Большая и малая хирургия, большая и малая астрономия – такая классификация давно уже установлена в науке, и круг деятельности большого и малого там строго разграничен. Большая астрономия – перестраивает человеческую мысль через миллион миллионов лет и прозревает путь всей солнечной системы к созвездию Геркулеса; малая астрономия – дает формулы, по которым штурман может определить местонахождение корабля, проверить компас. Большая хирургия – завтра узнает тайну продления человеческой жизни; малая хирургия – учит, как вскрыть нарыв и перевязать рану.
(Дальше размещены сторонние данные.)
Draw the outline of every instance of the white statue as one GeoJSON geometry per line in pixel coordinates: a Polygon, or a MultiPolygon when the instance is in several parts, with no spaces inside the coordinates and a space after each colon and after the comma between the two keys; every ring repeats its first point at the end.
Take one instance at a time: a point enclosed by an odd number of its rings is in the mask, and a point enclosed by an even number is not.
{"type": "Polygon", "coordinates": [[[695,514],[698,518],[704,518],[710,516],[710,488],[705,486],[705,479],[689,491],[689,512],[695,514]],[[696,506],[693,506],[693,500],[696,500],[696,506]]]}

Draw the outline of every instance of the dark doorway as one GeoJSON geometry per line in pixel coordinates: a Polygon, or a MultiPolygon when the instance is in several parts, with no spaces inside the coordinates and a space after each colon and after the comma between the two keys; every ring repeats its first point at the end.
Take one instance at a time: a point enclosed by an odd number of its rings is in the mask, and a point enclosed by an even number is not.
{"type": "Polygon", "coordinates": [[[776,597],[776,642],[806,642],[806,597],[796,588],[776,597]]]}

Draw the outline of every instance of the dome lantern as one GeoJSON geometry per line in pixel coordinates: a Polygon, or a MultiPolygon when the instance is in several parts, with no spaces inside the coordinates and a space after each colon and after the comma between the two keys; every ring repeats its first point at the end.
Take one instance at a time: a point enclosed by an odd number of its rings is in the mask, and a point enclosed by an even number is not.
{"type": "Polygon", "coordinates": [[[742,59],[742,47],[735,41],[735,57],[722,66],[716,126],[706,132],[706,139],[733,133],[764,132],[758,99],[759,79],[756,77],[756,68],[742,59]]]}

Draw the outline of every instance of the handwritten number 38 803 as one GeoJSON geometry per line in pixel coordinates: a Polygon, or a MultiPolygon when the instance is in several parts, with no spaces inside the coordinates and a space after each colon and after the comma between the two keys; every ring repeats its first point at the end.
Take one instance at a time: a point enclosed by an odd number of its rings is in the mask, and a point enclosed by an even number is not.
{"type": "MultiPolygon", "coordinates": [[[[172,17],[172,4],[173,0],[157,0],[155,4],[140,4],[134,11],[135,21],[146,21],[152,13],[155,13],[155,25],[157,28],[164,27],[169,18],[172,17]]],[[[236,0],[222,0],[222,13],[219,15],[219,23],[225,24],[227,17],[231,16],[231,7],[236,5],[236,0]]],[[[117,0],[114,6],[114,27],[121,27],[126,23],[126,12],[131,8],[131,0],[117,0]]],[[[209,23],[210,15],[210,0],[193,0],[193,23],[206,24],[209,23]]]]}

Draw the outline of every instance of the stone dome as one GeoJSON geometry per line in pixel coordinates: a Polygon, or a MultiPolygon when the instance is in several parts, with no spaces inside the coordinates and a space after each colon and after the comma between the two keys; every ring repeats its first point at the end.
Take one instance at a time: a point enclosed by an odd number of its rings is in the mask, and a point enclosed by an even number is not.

Точно так же большая литература – о дальних, конечных задачах революции, о том завтра, когда уже будет сделан «прыжок из царства необходимости в царство свободы»; и малая литература – о том, как сегодня проверить компас и перевязать рану.

Кто же нужнее: американский чудодей Каррелл – или скромный ротный фельдшер? Каррелл как будто занимается разными пустяками: целыми месяцами бьется у него в колбе вырезанное кроличье сердце, а фельдшер вчера вскрыл нарыв на ноге – и сегодня я опять годен к работе. Верно. Но сделать отсюда вывод, что фельдшер нужнее Каррелла – может только обыватель, для которого время измеряется одним сегодня, а мир – десятком квадратных вершков.

Вот именно этим, обывательским взглядом на литературу – сейчас заражено мнение: «Большая литература – не нужна, нужно только литературное фельдшерство, литература, полезная сегодня, сейчас». Но сейчасом – польза этой литературы и кончается: завтра – она будет продаваться на вес. Впрочем, по признанию Н. Мещерякова (протоколы литер<атурного> совещания), она продается на вес и сейчас. И если даже сегодня литературному фельдшерству читатель предпочитает, скажем, Пильняка, так это потому, что Пильняк – чтобы ни говорили о его недостатках – работает в области большой, а не малой литературы, он пробует мыслить не вершками, а верстами. Пусть он ошибается, но эти ошибки – ценнее самоуверенности фельдшеров: это ошибки человека, который ищет.

Вероятно, ошибается и «Русский Современник»; вероятно, только немногое на его страницах и только в первом приближении решает задачу о «большой» литературе. Но эта задача – поставлена, и она остается главной задачей журнала, невзирая на все армянские анекдоты.